One of the things that I did back in 1999 was to buy and use a worm farm. My main motivation was to use the worm casts in the garden. Also to have less smelly garbage in the bin. If I had calculated whether this reduced or increased green house gases, my thought would be that it was much of a mulchness. Whether my food scraps rotted slowly in my wormfarm and garden, or in a landfill was not much different. In fact I would have thought that in a landfill the carbon would be buried deep underground to become coal in the distant future ie - sequestered. However, recent studies have shown that in a typical landfill and typical worm-farm, the worm farm would absorb the CH4 very well, and the landfill not at all. So it would seem that I was inadvertently helping the environment... Not so fast. As I recall at about the same time, we had a child and to give ourselves more time for gardening, we switched from reusable to disposable nappies exclusively. So instead of nappy-waste going down the drain and into sewage treatment plants to fertilise golf courses etc; it was ending up in the landfill generating methane.

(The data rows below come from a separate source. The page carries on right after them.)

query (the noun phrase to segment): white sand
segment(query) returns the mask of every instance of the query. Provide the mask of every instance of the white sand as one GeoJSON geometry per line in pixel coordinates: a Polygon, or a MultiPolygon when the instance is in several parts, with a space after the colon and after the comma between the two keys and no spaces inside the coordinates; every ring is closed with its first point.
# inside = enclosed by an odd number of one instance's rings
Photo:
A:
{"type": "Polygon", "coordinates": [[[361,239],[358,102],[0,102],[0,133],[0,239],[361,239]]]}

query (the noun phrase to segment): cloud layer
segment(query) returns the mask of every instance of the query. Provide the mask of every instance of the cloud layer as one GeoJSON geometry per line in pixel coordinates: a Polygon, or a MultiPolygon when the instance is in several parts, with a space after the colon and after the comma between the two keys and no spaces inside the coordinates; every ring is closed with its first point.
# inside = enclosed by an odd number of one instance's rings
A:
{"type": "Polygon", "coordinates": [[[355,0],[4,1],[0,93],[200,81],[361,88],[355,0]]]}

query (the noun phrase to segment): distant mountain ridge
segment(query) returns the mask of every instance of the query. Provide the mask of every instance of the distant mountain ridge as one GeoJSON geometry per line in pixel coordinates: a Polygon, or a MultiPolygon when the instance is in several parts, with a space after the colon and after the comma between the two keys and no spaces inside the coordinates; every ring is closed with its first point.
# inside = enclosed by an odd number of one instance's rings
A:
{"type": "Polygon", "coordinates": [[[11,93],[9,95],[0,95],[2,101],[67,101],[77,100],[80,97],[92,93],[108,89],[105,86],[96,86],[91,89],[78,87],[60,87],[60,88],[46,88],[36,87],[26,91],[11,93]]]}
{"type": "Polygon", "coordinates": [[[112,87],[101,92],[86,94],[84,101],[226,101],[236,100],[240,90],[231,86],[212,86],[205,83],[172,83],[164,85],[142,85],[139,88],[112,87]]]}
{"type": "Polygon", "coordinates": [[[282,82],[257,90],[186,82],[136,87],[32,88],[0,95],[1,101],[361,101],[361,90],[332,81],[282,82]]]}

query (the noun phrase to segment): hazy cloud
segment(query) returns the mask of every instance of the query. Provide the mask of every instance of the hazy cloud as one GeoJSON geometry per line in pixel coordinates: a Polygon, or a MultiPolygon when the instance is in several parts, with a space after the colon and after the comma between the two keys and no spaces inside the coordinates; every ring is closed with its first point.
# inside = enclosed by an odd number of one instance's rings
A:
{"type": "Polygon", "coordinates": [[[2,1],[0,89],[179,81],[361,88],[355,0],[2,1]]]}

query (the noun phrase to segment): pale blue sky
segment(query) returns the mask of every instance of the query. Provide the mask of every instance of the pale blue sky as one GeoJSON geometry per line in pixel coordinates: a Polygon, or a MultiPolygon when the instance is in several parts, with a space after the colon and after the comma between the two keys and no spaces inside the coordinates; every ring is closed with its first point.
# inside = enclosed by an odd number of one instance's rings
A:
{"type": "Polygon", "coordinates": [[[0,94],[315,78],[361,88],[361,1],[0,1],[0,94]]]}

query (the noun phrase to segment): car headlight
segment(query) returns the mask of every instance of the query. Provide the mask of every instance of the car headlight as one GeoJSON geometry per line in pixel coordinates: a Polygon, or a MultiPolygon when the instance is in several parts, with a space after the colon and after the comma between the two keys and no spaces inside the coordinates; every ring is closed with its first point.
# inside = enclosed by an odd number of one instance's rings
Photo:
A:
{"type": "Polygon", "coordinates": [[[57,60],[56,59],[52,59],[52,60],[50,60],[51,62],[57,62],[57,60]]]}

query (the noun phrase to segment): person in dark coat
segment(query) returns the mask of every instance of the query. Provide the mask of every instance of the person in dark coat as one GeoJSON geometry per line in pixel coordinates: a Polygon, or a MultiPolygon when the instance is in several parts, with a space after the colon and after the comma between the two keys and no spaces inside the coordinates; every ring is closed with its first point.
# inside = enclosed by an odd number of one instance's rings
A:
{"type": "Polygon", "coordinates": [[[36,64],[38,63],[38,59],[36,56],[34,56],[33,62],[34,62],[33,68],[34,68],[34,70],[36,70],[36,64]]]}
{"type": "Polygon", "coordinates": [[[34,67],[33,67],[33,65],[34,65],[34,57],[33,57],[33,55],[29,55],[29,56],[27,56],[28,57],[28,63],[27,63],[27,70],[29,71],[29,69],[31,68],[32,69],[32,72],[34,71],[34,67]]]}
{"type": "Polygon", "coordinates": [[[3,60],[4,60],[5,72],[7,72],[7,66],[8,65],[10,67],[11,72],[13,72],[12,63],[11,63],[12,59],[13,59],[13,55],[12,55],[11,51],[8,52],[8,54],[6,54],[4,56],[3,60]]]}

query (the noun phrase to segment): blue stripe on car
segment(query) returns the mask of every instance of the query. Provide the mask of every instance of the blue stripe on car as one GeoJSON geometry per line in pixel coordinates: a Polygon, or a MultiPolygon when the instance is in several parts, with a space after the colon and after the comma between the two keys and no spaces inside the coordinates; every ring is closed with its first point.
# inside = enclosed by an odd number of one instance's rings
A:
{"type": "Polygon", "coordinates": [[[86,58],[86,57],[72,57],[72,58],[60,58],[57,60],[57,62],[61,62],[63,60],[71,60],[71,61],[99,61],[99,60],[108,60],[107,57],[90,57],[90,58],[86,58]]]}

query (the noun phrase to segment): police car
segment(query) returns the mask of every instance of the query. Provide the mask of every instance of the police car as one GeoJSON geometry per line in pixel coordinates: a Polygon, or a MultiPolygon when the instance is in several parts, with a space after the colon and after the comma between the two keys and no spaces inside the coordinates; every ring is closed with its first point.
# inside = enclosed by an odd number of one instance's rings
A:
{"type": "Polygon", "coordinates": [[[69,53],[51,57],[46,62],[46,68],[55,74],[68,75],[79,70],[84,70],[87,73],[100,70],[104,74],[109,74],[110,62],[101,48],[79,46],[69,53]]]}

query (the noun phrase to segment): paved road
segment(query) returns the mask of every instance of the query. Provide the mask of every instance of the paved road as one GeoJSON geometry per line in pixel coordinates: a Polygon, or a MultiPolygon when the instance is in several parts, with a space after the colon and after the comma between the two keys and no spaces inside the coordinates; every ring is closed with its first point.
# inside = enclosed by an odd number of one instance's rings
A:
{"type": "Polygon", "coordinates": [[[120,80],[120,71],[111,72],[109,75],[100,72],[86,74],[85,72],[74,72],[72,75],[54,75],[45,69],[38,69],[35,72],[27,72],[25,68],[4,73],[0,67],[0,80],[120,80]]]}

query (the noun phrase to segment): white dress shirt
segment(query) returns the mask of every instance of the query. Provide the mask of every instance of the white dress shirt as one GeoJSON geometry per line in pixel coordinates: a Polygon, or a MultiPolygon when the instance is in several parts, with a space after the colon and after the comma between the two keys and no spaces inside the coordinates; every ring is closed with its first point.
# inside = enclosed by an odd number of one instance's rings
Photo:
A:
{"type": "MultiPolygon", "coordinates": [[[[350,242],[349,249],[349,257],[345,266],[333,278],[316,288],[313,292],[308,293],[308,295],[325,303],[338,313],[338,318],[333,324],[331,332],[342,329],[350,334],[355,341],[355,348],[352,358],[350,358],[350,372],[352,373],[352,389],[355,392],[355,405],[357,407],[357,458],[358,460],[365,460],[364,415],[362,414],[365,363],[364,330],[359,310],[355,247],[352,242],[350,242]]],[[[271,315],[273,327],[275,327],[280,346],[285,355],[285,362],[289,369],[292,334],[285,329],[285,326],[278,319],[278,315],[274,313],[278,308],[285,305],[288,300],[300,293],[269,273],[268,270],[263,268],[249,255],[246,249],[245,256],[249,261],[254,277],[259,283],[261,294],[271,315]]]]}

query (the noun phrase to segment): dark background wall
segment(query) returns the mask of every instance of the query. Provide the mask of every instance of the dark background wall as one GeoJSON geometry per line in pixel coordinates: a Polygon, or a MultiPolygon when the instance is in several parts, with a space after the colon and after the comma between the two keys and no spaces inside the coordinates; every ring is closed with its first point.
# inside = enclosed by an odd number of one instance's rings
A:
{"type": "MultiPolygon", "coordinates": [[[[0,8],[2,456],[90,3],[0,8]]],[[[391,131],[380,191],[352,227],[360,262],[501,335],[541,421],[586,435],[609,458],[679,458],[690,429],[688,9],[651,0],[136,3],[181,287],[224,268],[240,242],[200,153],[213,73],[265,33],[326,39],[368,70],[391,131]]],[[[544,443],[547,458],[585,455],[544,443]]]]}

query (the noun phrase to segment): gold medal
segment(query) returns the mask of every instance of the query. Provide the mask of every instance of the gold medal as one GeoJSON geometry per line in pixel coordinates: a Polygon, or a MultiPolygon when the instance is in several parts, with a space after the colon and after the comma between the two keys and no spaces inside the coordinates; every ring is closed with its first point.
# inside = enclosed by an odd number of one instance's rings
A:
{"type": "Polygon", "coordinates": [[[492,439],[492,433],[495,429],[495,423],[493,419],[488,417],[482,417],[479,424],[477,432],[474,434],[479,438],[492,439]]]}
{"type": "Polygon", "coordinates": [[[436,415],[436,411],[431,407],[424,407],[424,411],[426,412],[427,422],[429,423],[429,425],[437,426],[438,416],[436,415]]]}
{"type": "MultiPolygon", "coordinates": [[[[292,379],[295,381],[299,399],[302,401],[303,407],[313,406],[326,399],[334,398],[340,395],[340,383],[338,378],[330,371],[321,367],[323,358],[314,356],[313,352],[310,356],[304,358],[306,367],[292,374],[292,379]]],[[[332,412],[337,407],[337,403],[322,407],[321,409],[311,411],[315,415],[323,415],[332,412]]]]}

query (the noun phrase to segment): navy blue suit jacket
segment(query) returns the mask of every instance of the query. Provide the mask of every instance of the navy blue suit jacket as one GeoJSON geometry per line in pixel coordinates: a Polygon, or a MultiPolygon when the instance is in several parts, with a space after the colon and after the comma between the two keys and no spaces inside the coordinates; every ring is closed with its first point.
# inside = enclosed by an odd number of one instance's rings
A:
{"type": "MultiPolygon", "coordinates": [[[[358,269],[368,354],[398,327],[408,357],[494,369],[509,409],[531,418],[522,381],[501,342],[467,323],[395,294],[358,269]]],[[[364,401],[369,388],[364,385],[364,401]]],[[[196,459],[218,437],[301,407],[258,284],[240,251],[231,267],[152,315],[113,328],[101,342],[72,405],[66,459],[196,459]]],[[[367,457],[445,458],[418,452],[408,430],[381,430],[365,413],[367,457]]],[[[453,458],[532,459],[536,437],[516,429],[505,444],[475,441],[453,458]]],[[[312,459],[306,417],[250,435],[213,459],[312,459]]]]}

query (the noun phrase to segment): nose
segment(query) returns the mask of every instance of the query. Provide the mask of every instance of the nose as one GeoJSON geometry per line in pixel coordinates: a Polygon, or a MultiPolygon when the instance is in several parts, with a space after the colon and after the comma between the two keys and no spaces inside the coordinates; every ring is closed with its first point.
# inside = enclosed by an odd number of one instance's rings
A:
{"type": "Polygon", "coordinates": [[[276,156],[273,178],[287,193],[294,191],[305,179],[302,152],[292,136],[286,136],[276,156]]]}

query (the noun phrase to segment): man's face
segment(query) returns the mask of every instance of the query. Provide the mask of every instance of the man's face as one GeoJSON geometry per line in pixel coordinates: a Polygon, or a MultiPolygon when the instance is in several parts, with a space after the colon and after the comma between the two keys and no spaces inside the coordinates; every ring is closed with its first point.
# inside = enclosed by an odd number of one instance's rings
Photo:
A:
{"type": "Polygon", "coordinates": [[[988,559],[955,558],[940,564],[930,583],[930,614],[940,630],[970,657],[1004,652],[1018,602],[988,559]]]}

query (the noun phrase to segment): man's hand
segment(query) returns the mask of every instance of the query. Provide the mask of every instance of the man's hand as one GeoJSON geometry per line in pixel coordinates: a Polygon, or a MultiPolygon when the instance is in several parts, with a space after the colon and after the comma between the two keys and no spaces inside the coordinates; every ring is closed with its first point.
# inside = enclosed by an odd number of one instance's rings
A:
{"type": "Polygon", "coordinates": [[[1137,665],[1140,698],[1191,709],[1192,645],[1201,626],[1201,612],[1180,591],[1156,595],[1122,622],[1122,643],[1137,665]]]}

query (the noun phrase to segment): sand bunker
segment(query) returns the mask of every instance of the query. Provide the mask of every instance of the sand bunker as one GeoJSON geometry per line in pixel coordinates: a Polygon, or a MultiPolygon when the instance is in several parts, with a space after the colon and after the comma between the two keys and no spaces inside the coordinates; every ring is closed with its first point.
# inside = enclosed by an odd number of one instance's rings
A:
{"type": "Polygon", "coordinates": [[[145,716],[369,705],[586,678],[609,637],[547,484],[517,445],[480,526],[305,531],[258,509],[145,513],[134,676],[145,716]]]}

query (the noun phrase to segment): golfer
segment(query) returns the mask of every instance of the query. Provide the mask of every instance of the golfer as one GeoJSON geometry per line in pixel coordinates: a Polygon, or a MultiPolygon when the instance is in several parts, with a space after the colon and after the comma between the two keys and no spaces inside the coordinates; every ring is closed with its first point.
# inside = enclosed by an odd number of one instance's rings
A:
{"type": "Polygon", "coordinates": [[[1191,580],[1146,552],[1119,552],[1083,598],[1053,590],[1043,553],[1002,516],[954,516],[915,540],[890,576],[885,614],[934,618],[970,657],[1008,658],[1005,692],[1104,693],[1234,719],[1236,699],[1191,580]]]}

Besides which, I never really had enough worms to absorb all foodscraps, so plenty still goes in the bin. And the worm casts in my garden? Myriad tomato, rockmelon, pumpkin and pawpaw seedlings pop up from the casts. I never know whether to try to cultivate them, or to pull them out to leave room for the plants I'm trying to fertilise with the casts.

4 comments:

Dr Clam said...

I read something somewhere about nitric oxide from worm farms being a stronger greenhouse gas than methane. I couldn't find anything on Google about it just now, so it may be information too flimsy even to be an Internet myth.

Marco Parigi said...

Doesn't make it false. Worms for me are fancy pets. I think bulk waste treatment is more effective for ghg's than individual "gestures" anyhow. I find it hilarious how many green groups are betting the house on individual gestures (too many to list), rather than bulk industrial technologies.

Dr Clam said...

Yeah, I was thinking the other day that it is just like that old slogan 'giving to charity under capitalism is like putting a band-aid on a cancer'. These gestures are absolutely useless, and the only possible 'behavioural engineering' solution is the 'Al Gore conquers the world and sterilises everyone' option I have mentioned before.

Marco Parigi said...

Apparently NitrOUS Oxide is an emission from worm farms. Hard to calculate the net effect. One would have to guess it was about neutral.